Inequalities in health

agendaNi analyses the varying level of health quality across Northern Ireland.

Recently, the Department of Health, Social Services and Public Safety published an interim update on the Northern Ireland Health and Social Care Inequalities Monitoring System’s regional reports. The 2015 update provides a summary of the latest position and inequality gaps between the most deprived areas, the least deprived areas and the Northern Ireland average.

The key facts provided highlight the disparity between the most deprived areas and least deprived areas in areas such as life expectancy, general health, mental health, mortality and obesity.

The document highlights that whilst life expectancy has increased for both males and females over the past five years, the deprivation gaps have remained similar. On average a Northern Irish male can expect to live to 78-years-old while a woman can expect to live for over 82 years. However, in the most deprived areas, male life expectancy was 7.5 years lower than in the least deprived areas while female life expectancy was 4.3 years lower in the most deprived areas.

Perhaps unsurprisingly, the proportion of people who described their health as good or very good was considerably lower on both sides of the gender divide the more deprived the person is. For males, there was a 16 per cent gap between the least deprived and most deprived while for females, this gap stood at 22 per cent. There was a similar story to tell with smoking prevalence and smoking deaths. In 2014/15 one in ten people in the least deprived areas are smokers to over one third of people in the most deprived areas. Avoidable mortality fell from 294 deaths per 100,000 population in 2005-09 to 259 deaths per 100,000 population in 2009-13, with rates in the most deprived areas, 125 per cent higher than in the least deprived areas.
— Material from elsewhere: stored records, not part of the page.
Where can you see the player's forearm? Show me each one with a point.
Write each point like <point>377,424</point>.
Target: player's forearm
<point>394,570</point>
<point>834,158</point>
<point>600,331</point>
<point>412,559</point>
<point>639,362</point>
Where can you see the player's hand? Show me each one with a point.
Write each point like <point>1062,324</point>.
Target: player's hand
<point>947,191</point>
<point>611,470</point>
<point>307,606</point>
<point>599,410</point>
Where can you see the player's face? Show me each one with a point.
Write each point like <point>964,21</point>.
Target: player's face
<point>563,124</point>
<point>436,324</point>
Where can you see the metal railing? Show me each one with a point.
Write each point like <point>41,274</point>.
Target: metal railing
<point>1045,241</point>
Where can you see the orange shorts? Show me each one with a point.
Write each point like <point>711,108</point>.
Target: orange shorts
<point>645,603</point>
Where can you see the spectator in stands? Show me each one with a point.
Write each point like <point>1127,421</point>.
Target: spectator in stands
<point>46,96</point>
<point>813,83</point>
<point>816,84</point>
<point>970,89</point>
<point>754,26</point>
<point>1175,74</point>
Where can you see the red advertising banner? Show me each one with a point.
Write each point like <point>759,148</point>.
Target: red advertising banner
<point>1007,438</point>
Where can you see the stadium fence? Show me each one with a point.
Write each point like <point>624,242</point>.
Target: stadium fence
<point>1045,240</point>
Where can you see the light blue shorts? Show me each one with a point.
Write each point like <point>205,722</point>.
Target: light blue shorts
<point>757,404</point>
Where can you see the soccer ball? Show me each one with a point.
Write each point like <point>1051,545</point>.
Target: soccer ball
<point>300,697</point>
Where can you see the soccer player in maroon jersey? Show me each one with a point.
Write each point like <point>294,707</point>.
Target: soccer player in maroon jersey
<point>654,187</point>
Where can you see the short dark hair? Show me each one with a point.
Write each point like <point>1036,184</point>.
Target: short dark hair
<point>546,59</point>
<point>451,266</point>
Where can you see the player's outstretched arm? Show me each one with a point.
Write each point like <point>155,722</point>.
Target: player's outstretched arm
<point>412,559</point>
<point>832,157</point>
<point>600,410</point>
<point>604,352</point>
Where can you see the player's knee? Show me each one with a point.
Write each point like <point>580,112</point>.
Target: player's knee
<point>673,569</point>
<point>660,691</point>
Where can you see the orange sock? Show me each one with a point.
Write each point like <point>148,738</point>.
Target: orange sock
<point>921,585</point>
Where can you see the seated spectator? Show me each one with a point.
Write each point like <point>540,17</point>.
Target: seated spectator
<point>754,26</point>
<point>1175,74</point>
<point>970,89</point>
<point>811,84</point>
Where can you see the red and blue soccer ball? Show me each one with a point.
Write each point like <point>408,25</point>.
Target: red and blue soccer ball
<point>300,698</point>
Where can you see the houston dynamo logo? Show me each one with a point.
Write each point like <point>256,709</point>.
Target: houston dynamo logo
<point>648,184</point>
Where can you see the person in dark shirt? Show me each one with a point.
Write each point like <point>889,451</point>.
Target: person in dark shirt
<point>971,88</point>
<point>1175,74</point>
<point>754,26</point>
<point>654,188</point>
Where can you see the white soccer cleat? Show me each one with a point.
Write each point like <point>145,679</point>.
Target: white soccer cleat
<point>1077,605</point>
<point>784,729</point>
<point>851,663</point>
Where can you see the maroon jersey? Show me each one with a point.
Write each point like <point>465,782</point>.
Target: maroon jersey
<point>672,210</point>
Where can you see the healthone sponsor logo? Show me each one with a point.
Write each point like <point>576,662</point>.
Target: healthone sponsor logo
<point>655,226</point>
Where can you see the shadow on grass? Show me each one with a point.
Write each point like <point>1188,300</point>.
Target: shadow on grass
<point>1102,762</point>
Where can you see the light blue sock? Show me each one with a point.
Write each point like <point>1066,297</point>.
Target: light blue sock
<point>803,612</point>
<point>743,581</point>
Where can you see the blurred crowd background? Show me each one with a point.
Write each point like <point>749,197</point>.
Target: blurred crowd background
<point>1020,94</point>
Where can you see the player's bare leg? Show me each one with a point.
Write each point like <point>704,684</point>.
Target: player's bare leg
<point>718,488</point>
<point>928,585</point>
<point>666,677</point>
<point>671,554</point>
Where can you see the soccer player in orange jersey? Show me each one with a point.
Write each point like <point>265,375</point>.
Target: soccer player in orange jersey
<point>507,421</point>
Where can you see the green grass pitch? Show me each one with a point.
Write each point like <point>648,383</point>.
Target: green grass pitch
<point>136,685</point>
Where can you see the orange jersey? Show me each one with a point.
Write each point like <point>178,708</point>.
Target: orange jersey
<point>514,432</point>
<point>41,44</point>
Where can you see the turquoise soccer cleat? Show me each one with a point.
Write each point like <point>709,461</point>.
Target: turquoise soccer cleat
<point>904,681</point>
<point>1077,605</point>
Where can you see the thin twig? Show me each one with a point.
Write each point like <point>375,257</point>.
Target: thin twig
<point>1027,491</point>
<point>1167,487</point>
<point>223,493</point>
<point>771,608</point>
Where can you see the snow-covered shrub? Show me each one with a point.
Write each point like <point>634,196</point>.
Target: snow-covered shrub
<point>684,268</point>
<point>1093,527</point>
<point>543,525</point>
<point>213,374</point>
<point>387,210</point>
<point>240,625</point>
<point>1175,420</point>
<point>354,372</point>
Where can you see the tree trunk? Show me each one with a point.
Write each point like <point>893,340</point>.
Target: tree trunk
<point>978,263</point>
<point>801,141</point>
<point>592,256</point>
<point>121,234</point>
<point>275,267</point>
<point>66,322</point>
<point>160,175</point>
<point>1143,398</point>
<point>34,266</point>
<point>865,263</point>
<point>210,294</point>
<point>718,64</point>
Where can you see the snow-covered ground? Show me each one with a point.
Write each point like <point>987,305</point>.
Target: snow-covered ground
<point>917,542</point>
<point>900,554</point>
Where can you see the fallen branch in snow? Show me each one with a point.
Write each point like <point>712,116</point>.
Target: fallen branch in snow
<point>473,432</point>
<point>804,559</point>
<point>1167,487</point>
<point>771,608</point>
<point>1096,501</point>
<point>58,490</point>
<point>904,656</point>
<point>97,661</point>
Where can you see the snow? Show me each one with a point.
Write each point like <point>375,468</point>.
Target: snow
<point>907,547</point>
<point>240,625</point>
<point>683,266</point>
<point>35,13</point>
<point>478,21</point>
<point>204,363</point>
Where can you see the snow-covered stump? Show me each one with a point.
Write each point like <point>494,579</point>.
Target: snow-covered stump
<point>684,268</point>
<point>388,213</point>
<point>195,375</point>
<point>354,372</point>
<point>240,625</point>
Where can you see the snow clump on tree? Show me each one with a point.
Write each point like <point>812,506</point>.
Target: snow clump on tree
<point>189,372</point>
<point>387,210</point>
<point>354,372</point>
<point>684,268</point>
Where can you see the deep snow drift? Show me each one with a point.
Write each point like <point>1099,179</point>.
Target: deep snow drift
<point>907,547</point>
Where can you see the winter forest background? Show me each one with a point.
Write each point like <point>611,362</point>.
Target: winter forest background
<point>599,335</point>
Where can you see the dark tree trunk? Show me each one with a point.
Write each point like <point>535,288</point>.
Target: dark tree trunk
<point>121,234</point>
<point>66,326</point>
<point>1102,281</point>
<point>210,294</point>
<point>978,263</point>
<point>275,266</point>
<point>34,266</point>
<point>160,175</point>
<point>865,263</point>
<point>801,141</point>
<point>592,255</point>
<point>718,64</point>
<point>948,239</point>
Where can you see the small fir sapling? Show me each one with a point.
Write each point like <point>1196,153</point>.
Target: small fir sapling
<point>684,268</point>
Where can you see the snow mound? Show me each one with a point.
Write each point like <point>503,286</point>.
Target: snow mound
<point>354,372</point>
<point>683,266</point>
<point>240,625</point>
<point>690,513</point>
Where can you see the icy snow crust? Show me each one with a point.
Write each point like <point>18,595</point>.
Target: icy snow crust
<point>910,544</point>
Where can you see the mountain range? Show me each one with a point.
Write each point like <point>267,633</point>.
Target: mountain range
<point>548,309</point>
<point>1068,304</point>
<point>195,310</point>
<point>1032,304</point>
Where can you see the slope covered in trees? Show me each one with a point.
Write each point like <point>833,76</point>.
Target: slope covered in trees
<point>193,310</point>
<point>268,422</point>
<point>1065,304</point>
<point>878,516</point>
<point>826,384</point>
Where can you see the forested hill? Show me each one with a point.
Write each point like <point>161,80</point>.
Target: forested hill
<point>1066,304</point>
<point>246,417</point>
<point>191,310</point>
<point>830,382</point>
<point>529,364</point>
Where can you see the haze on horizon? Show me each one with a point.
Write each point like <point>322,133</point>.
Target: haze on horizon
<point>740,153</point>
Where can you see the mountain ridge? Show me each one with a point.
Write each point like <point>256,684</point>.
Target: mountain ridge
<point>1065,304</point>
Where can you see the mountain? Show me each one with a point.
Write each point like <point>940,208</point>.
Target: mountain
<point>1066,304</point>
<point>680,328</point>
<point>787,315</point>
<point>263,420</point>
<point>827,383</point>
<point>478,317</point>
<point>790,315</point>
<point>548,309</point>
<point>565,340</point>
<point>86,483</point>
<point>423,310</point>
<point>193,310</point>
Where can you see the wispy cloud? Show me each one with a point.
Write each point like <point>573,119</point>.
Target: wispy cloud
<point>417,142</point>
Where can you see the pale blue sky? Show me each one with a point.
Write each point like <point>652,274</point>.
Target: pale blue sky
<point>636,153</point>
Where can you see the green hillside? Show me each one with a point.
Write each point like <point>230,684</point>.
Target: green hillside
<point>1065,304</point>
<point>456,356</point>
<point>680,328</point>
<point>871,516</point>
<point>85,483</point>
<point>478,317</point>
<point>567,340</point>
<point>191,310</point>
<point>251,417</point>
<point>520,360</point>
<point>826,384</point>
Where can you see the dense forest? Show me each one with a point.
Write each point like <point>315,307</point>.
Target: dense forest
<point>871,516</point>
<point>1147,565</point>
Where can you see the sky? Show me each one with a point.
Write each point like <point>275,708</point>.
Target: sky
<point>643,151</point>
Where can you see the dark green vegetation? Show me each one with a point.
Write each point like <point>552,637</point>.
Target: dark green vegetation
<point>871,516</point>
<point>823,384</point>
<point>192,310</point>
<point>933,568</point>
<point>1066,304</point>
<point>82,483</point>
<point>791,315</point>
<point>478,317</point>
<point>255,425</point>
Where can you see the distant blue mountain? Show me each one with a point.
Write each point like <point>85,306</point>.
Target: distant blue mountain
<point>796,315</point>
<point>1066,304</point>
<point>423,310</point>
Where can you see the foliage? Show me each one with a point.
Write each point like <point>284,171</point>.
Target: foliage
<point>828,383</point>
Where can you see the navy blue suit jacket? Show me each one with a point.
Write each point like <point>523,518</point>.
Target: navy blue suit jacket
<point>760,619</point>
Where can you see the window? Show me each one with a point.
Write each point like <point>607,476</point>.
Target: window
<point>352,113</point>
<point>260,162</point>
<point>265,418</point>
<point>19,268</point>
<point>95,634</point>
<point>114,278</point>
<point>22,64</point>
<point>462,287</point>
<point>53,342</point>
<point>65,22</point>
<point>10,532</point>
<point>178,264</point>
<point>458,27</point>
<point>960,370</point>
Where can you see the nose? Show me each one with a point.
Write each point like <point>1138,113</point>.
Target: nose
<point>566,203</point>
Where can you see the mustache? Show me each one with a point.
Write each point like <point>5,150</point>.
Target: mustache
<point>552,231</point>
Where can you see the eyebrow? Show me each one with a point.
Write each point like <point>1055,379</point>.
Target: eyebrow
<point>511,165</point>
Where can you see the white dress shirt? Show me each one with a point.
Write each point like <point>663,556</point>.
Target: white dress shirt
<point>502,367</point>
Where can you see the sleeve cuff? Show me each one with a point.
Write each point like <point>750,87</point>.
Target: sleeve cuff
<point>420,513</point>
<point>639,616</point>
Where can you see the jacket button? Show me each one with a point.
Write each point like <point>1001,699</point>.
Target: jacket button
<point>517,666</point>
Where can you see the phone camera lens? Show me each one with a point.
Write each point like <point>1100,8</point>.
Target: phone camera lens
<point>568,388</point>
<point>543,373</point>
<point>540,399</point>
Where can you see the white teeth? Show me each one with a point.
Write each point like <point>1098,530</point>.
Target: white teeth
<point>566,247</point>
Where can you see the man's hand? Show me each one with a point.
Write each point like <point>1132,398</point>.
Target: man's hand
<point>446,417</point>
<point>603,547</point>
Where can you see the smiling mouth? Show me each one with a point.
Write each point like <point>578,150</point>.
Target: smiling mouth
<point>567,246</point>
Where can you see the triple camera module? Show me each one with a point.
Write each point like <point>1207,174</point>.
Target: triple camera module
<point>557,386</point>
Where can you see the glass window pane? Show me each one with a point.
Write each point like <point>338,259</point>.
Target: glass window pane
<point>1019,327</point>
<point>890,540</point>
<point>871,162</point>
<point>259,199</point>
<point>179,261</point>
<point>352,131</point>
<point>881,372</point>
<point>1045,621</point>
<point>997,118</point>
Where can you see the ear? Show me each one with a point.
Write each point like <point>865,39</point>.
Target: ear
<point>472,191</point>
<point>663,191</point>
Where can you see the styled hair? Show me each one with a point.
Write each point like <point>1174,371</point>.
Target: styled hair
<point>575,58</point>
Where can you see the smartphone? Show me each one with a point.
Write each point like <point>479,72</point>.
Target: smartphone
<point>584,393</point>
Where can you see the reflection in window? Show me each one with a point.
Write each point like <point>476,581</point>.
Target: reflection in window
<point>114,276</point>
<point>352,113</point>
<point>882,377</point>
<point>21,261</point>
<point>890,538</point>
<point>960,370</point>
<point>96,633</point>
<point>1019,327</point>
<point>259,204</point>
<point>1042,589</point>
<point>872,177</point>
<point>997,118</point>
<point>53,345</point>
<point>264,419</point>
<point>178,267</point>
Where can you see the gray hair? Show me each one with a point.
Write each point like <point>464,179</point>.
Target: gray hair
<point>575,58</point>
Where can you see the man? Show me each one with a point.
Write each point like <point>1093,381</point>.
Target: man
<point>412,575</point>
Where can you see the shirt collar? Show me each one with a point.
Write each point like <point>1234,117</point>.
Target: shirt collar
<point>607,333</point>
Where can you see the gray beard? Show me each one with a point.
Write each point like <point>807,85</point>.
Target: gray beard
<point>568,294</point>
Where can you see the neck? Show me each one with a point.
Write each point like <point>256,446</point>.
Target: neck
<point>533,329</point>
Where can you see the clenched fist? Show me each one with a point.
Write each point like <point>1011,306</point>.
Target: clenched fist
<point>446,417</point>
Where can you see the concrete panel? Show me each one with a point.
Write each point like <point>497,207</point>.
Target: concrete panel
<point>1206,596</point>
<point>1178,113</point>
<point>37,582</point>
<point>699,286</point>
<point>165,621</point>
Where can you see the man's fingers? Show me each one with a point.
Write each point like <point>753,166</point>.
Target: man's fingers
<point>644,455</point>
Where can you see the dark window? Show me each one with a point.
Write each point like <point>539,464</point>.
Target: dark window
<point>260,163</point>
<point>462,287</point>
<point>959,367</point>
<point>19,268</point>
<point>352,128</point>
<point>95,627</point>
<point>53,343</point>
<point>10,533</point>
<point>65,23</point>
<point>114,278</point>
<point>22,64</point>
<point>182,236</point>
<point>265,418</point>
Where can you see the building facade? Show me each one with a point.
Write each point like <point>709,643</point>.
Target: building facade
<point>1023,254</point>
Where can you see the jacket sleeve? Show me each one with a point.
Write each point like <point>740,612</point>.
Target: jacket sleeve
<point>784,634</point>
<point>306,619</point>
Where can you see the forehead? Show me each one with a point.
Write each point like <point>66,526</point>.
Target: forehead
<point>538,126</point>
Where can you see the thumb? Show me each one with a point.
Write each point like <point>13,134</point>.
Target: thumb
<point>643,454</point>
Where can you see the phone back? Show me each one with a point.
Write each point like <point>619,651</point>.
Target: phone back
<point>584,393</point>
Access to healthcare may also prove to be more of a problem for those in the most deprived areas as a recent report by the Northern Ireland Audit Office found that Northern Ireland’s health service is facing unprecedented financial challenges. These financial pressures mean many trusts are finding it difficult to meet waiting time targets. However, patients prepared to pay to access private care facilities can often be treated at the same facilities with a substantially reduced waiting time for treatment. 

In Northern Ireland healthcare services can be accessed by eligible individuals free of charge. However HSC premises can also be used to treat private, paying patients. In simple terms when patients are prepared to opt for private treatment on HSC premises they are required to pay for the use of the HSC facilities and are separately billed by the consultant, something that not everyone is able to afford.